La tige est dressée, raide, couverte de poils étalés bien visibles, atteignant couramment quarante à quatre-vingts centimètres. Les feuilles basales sont entières ou légèrement lobées, en rosette, alors que les feuilles caulinaires sont généralement pennatiséquées, avec un lobe terminal plus grand, ce contraste entre les deux types de feuilles étant un bon repère sur le terrain. L'ensemble de la plante est nettement velu au toucher.
L'inflorescence est un capitule hémisphérique porté par un long pédoncule grêle. Les fleurs périphériques sont nettement plus grandes que les centrales, ce qui donne au capitule une apparence rayonnante caractéristique. La corolle est à quatre lobes inégaux, d'un lilas-mauve assez vif, parfois plus pâle. Les fleurs centrales, encore en boutons sur les photographies, montrent des tépales nacrés rosés formant une masse bombée très reconnaissable. À maturité, les capitules fructifères deviennent secs et brunâtres, hérissés des bractéoles persistantes, comme on peut le voir sur le second capitule visible dans la première image.
Dans la nature, sa floraison s'étend de juin à septembre, parfois jusqu'en octobre dans les stations abritées.

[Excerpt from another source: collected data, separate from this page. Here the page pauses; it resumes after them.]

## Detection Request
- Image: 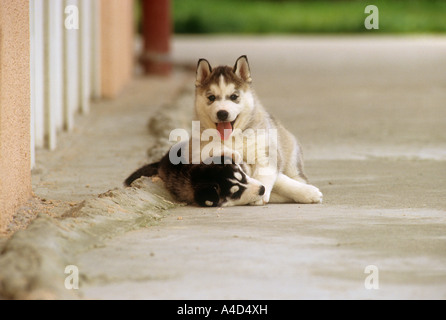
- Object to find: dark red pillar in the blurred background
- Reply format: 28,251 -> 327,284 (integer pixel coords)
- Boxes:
142,0 -> 172,75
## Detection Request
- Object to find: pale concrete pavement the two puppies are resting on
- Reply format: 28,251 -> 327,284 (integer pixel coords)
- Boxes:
0,36 -> 446,299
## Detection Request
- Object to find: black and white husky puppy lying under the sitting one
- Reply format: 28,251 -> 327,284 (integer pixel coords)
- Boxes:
124,153 -> 265,207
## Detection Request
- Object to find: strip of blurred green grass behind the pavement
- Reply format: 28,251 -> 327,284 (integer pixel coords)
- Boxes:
173,0 -> 446,34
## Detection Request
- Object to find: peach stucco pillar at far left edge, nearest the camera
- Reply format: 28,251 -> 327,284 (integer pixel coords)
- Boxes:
0,0 -> 31,232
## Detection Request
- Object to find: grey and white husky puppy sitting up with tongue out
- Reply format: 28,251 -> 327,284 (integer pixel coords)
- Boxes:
190,56 -> 322,205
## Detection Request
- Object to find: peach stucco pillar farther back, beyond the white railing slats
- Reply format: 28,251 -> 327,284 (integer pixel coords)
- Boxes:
101,0 -> 134,98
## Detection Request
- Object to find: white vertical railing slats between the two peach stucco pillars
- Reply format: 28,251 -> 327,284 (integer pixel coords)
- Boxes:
30,0 -> 101,166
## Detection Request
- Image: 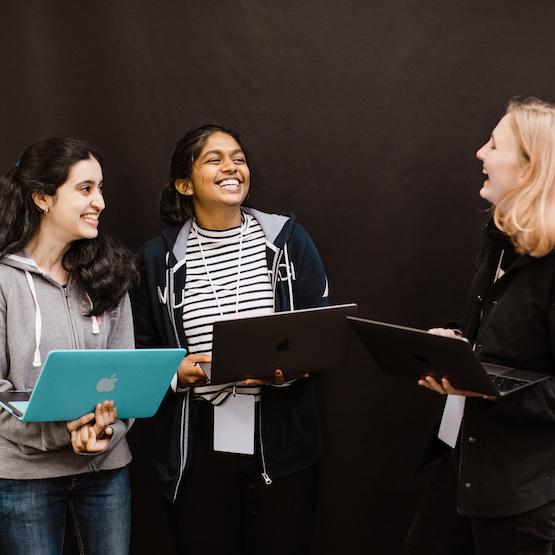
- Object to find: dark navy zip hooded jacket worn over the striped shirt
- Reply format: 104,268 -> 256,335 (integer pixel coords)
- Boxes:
131,210 -> 328,501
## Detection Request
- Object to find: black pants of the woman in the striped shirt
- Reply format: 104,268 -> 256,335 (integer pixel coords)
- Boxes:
169,401 -> 318,555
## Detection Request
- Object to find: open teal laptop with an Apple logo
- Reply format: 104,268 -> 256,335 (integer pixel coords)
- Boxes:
0,349 -> 186,422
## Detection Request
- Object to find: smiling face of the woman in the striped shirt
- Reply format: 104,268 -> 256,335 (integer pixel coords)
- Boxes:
175,131 -> 250,217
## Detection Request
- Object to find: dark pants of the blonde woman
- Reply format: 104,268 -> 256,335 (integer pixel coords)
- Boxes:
403,453 -> 555,555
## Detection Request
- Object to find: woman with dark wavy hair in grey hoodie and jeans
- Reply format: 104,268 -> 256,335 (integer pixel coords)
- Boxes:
0,138 -> 136,555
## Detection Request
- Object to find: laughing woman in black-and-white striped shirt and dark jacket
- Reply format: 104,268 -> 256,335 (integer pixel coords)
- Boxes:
133,125 -> 328,554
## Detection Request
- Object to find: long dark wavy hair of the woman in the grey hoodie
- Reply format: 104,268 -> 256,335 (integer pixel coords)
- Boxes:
0,137 -> 137,316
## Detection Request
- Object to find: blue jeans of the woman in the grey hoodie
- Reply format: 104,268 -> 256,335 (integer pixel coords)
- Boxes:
0,468 -> 131,555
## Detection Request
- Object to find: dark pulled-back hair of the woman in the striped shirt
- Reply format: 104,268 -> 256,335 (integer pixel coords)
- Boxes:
160,123 -> 247,225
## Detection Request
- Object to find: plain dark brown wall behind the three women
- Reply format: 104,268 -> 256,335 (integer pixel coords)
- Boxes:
0,0 -> 555,555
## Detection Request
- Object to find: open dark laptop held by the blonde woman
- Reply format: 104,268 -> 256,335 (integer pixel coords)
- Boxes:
348,317 -> 551,397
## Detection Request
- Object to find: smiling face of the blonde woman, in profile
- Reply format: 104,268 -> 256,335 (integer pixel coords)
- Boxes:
476,115 -> 528,205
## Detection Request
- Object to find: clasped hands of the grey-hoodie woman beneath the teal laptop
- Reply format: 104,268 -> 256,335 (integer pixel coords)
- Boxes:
66,401 -> 117,453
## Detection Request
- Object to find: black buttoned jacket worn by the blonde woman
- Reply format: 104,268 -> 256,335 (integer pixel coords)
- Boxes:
458,222 -> 555,517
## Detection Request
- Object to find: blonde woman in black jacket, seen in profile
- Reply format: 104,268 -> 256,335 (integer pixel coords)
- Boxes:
404,98 -> 555,555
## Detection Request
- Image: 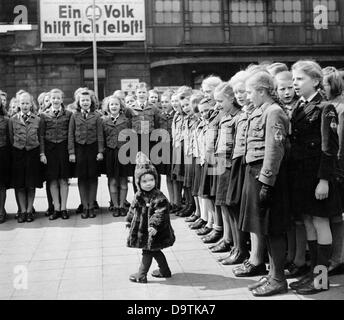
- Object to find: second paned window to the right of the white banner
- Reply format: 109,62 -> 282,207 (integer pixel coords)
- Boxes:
189,0 -> 221,24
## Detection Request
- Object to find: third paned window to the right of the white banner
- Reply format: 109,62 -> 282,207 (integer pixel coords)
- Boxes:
230,0 -> 266,25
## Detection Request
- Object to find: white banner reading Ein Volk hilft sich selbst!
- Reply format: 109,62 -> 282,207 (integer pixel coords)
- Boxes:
40,0 -> 146,42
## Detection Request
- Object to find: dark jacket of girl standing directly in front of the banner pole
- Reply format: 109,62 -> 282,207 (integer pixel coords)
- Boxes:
68,111 -> 104,154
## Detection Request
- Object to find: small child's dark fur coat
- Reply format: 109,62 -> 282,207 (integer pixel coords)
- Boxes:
126,188 -> 175,250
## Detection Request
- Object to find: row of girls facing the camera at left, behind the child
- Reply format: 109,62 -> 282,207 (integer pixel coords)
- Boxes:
0,83 -> 173,223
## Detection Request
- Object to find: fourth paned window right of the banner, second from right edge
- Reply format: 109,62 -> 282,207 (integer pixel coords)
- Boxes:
272,0 -> 302,23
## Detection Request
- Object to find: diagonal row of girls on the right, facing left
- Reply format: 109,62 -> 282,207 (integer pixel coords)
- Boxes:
163,61 -> 344,297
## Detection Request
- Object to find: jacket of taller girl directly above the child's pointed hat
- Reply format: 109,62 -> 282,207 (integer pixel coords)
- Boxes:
128,101 -> 160,134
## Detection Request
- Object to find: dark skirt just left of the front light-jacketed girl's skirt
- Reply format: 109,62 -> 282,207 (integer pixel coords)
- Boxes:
226,157 -> 246,212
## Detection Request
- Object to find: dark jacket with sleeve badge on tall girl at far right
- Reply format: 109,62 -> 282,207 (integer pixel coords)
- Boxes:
290,93 -> 339,180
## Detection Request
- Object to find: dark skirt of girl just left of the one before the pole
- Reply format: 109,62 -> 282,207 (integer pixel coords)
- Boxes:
45,141 -> 72,181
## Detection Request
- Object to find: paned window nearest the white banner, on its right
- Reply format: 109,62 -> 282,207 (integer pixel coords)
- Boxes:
155,0 -> 182,24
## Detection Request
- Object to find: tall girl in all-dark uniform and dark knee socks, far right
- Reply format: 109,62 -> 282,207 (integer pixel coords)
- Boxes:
290,61 -> 341,294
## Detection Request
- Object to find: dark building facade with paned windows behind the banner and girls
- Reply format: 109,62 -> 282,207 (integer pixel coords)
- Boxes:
0,0 -> 344,102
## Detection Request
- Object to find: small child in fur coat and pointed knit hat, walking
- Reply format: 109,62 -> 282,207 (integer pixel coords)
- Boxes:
126,152 -> 175,283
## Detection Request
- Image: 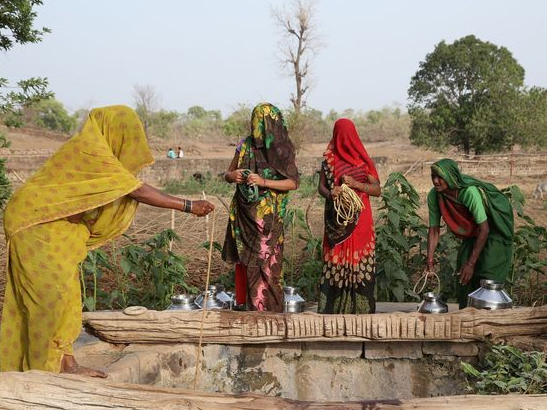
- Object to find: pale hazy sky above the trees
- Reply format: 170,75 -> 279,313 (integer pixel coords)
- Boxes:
4,0 -> 547,115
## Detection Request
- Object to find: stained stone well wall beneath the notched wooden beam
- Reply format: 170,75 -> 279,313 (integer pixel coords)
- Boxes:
75,342 -> 480,401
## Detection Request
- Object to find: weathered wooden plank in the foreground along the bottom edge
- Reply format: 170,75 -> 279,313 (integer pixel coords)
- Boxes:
0,371 -> 547,410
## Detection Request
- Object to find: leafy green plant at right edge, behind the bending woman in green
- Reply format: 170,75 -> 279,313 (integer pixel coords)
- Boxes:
502,185 -> 547,306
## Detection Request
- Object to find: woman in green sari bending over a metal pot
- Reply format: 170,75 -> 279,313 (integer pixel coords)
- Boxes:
427,159 -> 513,308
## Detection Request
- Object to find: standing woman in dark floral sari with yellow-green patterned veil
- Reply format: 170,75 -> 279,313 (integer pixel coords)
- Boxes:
222,103 -> 299,312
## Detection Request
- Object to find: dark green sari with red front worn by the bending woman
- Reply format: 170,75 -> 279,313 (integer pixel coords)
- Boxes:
428,159 -> 514,308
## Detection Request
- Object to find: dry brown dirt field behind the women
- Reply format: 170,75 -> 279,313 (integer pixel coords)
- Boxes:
0,132 -> 547,316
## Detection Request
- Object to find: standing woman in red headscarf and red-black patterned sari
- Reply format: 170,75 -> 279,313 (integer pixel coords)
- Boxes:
318,118 -> 380,313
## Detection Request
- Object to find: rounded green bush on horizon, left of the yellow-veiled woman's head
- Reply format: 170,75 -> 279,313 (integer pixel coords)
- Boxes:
29,99 -> 77,133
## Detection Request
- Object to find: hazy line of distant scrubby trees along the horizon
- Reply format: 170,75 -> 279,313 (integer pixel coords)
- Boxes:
3,98 -> 410,153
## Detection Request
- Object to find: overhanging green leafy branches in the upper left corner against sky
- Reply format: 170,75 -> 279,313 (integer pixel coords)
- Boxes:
0,0 -> 53,114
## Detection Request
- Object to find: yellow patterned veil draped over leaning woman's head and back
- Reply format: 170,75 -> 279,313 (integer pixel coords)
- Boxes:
4,106 -> 154,249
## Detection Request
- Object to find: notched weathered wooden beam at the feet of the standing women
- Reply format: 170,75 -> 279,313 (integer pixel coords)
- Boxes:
84,305 -> 547,344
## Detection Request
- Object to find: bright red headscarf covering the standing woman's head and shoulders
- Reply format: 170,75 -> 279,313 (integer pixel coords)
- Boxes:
324,118 -> 379,180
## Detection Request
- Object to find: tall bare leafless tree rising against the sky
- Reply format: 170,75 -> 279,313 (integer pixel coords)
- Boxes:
272,0 -> 322,115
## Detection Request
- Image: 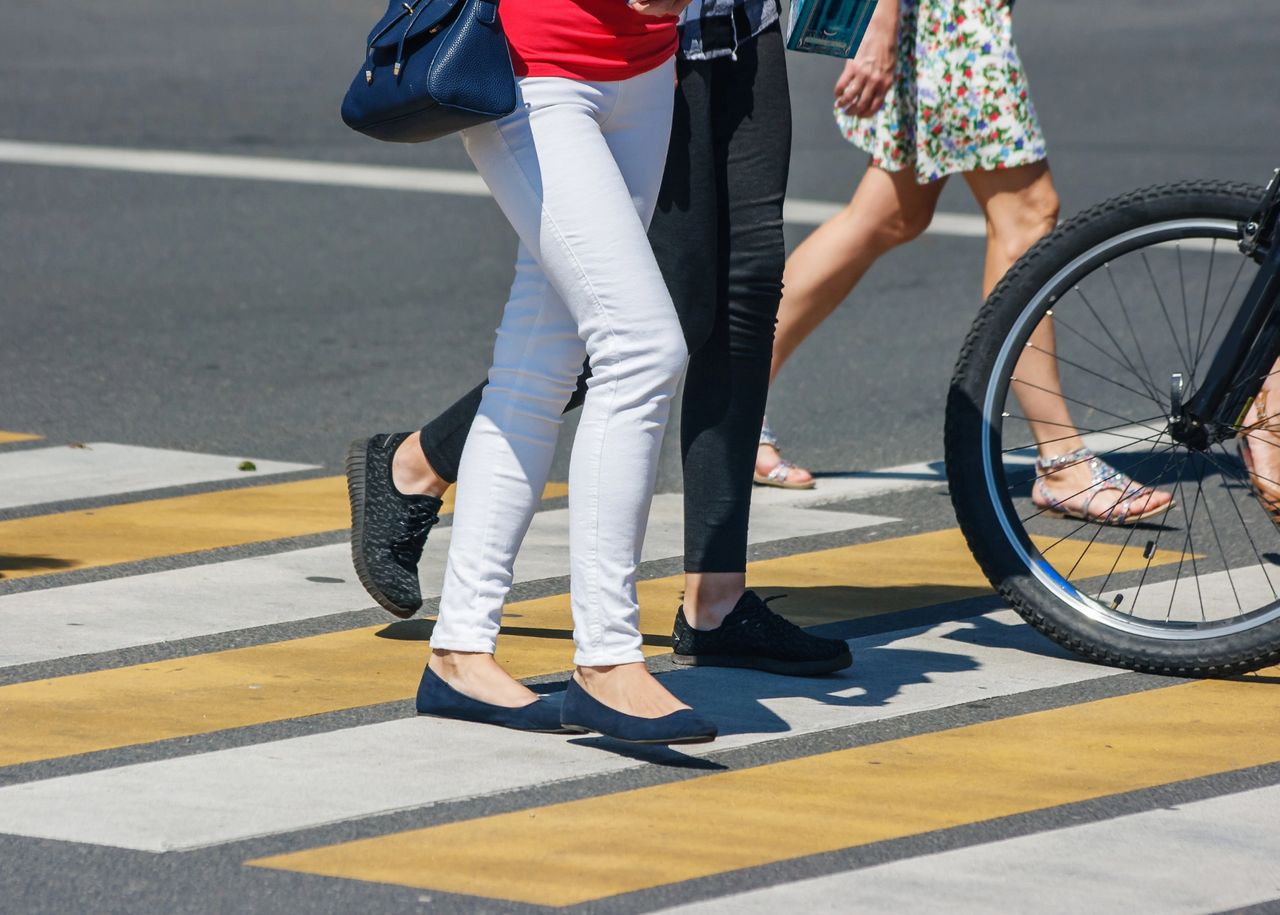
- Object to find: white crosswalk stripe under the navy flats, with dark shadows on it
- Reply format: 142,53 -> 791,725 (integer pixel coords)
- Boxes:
0,610 -> 1119,851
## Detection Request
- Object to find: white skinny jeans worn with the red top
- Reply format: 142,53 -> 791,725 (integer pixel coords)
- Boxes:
431,61 -> 691,667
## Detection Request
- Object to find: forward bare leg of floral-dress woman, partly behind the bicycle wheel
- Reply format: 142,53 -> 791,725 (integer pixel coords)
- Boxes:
965,161 -> 1172,518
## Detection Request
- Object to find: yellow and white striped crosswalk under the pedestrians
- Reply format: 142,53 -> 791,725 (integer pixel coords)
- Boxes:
0,431 -> 1280,912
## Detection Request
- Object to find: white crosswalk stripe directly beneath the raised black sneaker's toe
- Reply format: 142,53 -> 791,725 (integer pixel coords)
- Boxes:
0,496 -> 892,667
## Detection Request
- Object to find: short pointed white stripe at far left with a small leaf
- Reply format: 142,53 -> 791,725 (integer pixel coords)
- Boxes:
0,442 -> 315,508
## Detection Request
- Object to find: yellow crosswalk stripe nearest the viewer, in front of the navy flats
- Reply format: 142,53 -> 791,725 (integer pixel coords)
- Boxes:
250,682 -> 1280,906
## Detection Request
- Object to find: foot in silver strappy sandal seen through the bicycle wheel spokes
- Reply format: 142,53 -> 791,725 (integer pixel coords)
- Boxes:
1032,448 -> 1174,525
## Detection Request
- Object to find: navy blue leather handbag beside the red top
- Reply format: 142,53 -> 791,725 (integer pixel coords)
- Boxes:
342,0 -> 516,143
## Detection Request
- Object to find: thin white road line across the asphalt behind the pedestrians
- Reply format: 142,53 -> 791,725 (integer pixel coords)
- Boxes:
0,139 -> 987,238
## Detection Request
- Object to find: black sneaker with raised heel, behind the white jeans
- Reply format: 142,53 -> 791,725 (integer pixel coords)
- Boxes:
347,433 -> 443,619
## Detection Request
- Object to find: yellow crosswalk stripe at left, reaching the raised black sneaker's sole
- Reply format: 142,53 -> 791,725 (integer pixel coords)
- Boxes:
0,476 -> 567,578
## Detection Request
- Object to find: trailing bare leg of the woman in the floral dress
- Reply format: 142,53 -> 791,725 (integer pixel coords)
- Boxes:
755,165 -> 945,482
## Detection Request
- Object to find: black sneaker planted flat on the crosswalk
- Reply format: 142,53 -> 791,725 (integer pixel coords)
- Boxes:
672,591 -> 854,677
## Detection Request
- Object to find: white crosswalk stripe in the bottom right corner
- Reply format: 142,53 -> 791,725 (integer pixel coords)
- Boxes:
663,787 -> 1280,915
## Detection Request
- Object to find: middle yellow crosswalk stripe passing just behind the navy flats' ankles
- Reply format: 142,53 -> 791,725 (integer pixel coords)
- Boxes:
0,530 -> 1178,765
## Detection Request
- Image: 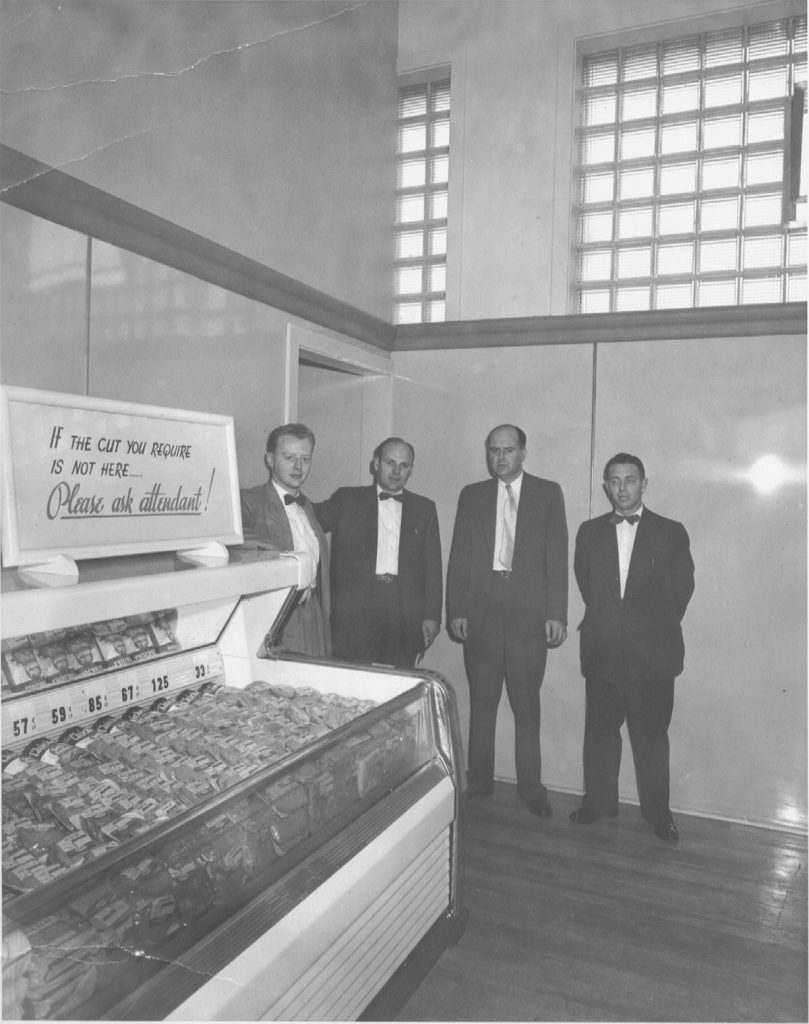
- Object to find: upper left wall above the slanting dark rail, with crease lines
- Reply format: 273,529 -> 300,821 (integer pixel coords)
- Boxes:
0,0 -> 396,317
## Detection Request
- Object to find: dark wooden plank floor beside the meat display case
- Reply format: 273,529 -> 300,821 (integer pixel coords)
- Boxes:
396,783 -> 808,1022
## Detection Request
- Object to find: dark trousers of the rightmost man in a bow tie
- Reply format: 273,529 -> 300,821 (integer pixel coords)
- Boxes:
584,670 -> 674,825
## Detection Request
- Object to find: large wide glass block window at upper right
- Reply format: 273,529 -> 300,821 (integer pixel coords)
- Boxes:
576,17 -> 807,312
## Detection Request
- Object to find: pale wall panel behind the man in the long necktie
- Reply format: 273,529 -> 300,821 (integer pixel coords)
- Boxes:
393,345 -> 592,806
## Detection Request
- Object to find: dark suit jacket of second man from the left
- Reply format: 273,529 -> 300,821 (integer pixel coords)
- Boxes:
314,484 -> 443,652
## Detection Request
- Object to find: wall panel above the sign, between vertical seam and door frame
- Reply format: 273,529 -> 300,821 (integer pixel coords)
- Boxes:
90,243 -> 287,486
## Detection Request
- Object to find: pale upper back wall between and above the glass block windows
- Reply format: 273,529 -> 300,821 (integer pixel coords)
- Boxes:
398,0 -> 806,319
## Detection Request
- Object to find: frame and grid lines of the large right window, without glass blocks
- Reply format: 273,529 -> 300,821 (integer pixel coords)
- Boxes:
568,3 -> 806,315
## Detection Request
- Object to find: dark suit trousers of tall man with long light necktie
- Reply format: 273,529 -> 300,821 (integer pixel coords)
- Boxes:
464,577 -> 548,801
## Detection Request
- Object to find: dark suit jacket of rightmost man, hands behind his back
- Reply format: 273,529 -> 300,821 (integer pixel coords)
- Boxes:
573,507 -> 694,680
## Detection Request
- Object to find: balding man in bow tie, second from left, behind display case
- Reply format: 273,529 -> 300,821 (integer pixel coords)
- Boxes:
314,437 -> 443,668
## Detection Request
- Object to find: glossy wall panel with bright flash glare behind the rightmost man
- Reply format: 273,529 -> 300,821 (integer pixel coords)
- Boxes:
596,338 -> 807,826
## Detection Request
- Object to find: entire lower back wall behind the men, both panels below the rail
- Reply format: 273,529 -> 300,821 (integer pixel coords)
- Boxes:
394,338 -> 806,827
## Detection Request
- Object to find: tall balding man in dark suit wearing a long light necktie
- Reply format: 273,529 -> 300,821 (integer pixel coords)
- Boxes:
446,424 -> 567,817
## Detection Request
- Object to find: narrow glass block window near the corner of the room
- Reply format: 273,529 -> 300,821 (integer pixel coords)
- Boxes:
393,79 -> 450,324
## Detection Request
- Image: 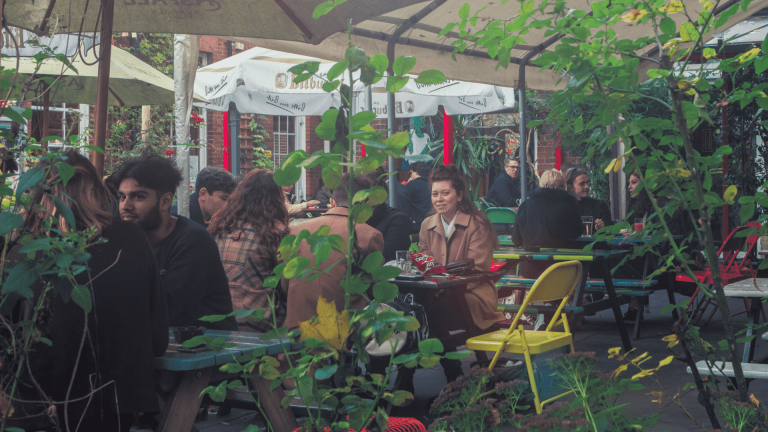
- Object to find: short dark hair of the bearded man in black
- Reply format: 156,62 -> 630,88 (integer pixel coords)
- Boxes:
111,153 -> 181,193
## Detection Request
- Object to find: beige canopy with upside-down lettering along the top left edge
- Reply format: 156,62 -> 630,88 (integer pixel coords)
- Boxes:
5,0 -> 419,44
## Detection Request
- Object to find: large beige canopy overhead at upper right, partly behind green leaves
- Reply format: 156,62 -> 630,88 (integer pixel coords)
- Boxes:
230,0 -> 768,90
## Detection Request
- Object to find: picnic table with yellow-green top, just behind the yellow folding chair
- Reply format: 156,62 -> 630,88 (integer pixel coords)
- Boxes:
493,248 -> 632,351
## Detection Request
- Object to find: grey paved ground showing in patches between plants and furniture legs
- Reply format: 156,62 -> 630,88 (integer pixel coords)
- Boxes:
132,292 -> 768,432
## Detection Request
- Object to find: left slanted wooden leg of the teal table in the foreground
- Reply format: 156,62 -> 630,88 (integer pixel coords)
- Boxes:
157,368 -> 211,432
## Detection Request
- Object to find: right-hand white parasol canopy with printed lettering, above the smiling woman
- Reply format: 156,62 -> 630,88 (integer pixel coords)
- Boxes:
355,76 -> 515,119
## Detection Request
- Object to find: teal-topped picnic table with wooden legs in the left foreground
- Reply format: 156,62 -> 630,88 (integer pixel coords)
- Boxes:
154,330 -> 299,432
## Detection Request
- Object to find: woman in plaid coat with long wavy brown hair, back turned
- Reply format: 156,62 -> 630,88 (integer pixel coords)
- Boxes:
208,170 -> 288,332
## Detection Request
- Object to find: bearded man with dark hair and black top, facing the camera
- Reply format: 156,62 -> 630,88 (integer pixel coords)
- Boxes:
112,154 -> 238,330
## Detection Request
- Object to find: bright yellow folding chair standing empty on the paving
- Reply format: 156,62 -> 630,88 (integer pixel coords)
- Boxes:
467,261 -> 581,414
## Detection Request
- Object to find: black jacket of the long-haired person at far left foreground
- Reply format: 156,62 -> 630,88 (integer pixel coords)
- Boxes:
27,220 -> 168,424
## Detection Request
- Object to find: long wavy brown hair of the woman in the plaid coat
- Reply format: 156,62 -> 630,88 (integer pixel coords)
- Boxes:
208,169 -> 288,246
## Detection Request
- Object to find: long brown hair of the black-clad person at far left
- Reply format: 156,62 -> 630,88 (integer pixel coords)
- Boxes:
24,150 -> 114,233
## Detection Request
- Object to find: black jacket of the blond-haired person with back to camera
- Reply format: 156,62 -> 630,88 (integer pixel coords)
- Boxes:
512,188 -> 583,248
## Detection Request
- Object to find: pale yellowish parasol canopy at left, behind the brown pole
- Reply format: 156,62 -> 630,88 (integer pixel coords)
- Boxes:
19,42 -> 205,107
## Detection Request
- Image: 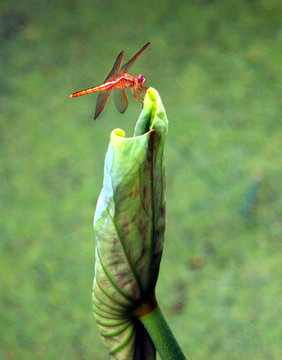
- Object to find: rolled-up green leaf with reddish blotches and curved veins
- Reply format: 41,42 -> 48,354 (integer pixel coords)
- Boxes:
93,88 -> 168,360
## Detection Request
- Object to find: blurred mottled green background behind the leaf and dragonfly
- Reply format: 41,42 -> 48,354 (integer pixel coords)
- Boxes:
0,0 -> 282,360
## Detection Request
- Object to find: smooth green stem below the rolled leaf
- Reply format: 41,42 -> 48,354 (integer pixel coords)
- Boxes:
139,306 -> 186,360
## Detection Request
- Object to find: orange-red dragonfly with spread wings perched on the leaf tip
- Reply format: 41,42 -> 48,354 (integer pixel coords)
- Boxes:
70,42 -> 150,120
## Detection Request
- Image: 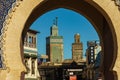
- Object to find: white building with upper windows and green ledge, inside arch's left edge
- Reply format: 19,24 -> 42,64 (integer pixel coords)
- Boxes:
24,30 -> 39,80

La knautie des champs est une plante mellifère de premier ordre, très visitée par les bourdons, les abeilles sauvages et de nombreux papillons diurnes. Le petit coléoptère métallique vert et rouge visible sur la deuxième photographie, vraisemblablement un oedemère, illustre bien l'attractivité de ces capitules pour toute une faune d'insectes floricoles. Cette plante joue un rôle notable dans les prairies tardives en offrant une ressource florale abondante en plein été, période souvent creuse pour les pollinisateurs dans les paysages agricoles intensifs.
Elle a été utilisée en médecine populaire, notamment sous forme de décoctions des parties aériennes, contre les affections cutanées, les démangeaisons et certaines formes d'eczéma. Ce savoir, attesté dans plusieurs régions françaises et dans la tradition herboriste germanique, lui a valu des noms vernaculaires locaux aujourd'hui peu usités faisant référence à la gale ou aux maladies de peau.